Le curiose ipotesi sull’origine del nome del più noto dolce natalizio…
La storia del nome del più famoso dolce natalizio nasce nella città di Milano e si perde nelle notte dei tempi.
Siamo nel 1495, l’America era stata appena scoperta da Cristoforo Colombo ed il mondo medievale stava vivendo la straordinaria trasformazione rinascimentale. Si narra che in questa cornice, alla corte di Ludovico Sforza, meglio conosciuto come Ludovico il Moro, si stesse celebrando un’importante cena natalizia, con la presenza di numerose Autorità politiche locali.
Una cena di grande importanza, i cui dettagli non potevano essere trascurati o interpretati in modo arbitrario.
La cena della Vigilia di Natale era stata affidata ad un Capo Cuoco che coordinava un buon numero di apprendisti e garzoni.
Tutto si stava svolgendo secondo la rigida etichetta concordata con Ludovico il Moro, ma poco prima della presentazione del dolce avvenne un fatto disastroso.
Toni, il garzone che avrebbe dovuto curare la cottura del dolce, affaticato dalla giornata pesantissima, si assopì al tepore del forno.

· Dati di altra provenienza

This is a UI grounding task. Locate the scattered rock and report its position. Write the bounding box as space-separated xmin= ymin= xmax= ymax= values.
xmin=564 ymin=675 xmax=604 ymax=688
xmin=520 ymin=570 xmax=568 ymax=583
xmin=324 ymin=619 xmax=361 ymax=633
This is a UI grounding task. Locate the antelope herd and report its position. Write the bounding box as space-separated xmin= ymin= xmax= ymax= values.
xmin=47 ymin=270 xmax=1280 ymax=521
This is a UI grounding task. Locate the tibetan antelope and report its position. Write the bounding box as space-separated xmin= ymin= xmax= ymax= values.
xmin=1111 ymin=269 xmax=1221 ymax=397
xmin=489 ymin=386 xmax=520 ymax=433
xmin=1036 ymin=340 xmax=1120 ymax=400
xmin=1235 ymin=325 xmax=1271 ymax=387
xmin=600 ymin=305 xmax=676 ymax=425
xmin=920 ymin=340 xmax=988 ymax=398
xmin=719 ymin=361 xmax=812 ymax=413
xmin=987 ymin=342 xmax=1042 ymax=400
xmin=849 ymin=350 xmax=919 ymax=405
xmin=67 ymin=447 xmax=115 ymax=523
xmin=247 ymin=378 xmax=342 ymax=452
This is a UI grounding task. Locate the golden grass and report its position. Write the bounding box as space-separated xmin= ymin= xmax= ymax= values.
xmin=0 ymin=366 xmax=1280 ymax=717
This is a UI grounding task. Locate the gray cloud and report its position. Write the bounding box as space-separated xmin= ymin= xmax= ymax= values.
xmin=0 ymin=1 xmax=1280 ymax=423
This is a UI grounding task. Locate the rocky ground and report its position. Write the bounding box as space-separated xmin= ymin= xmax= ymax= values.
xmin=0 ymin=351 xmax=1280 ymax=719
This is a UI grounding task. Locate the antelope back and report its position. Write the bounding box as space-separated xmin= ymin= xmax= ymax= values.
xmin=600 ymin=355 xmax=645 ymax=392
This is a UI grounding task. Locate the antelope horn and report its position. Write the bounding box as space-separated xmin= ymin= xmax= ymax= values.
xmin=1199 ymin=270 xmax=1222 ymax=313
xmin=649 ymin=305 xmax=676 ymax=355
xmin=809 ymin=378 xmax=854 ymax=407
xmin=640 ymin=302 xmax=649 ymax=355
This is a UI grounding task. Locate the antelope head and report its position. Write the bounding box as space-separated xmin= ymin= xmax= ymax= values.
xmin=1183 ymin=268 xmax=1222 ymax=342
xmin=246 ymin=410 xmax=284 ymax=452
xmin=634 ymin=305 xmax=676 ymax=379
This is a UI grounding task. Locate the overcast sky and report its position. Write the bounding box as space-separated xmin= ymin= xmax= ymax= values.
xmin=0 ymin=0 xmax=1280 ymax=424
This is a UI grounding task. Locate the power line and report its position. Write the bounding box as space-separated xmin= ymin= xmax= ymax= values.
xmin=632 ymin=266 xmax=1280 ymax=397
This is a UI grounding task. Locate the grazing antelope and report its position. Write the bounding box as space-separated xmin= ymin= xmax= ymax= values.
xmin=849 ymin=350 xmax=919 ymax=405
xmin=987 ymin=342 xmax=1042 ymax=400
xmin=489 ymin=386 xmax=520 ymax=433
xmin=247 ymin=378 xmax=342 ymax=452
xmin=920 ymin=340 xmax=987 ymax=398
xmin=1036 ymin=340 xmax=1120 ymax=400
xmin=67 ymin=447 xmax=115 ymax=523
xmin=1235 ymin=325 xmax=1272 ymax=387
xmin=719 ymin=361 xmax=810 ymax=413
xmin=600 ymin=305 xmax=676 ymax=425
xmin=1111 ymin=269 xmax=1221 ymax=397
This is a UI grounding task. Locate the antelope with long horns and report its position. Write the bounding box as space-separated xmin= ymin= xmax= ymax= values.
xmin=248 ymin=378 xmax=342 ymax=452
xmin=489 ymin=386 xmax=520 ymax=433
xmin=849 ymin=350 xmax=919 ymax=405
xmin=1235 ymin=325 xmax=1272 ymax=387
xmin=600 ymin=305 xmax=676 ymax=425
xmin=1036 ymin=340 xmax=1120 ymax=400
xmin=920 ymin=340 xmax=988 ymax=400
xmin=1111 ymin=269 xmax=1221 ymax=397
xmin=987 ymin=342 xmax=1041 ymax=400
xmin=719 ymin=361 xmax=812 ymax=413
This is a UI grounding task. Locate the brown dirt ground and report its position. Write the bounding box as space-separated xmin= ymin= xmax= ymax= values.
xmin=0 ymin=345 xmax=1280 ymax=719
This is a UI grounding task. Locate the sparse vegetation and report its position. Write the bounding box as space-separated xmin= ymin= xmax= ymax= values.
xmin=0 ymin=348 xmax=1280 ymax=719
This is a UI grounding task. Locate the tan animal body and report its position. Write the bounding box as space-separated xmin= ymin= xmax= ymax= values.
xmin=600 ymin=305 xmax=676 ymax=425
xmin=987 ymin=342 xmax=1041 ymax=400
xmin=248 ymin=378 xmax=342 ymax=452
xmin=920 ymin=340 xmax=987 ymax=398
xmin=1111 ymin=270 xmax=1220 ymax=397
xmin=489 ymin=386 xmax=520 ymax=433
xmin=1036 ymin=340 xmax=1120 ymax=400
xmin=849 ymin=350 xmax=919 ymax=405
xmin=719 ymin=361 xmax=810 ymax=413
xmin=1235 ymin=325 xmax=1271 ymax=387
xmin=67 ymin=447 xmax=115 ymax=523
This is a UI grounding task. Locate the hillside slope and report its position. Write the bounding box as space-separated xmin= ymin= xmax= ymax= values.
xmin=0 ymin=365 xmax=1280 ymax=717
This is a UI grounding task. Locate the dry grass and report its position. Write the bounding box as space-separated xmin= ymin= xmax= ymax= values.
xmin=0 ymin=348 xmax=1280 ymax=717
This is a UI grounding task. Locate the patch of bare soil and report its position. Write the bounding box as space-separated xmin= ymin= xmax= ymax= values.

Il dolce proseguì la sua cottura, oltrepassando il tempo previsto, fino a carbonizzarsi completamente.
Forse fu proprio il fumo e l’odore del dolce bruciato che fece ridestare il povero Toni… un risveglio sicuramente drammatico che lo gettò nel panico e nella disperazione.
Toni sapeva che sarebbe stato punito a suon di frustate e forse non sarebbe neppure sopravvissuto a tale sventura.
La disperazione lo attivò facendogli trovare una scappatoia davvero originale: fortuna volle, che avesse preparato un dolce per sé e i suoi colleghi utilizzando gli avanzi dell’impasto del pane a cui aveva successivamente aggiunto uova, burro, canditi e uvetta. Una miscela tanto improbabile quanto originale, aggiunse una buona quantità di miele per addolcirlo e si rimise a mescolare il tutto.
Con grande titubanza propose al Capo cuoco quell’improbabile impasto, terrorizzato da una sua possibile reazione. Il Capo percepì un profumo inconsueto e dopo un primo momento di incertezza si convinse a servirlo in tavola.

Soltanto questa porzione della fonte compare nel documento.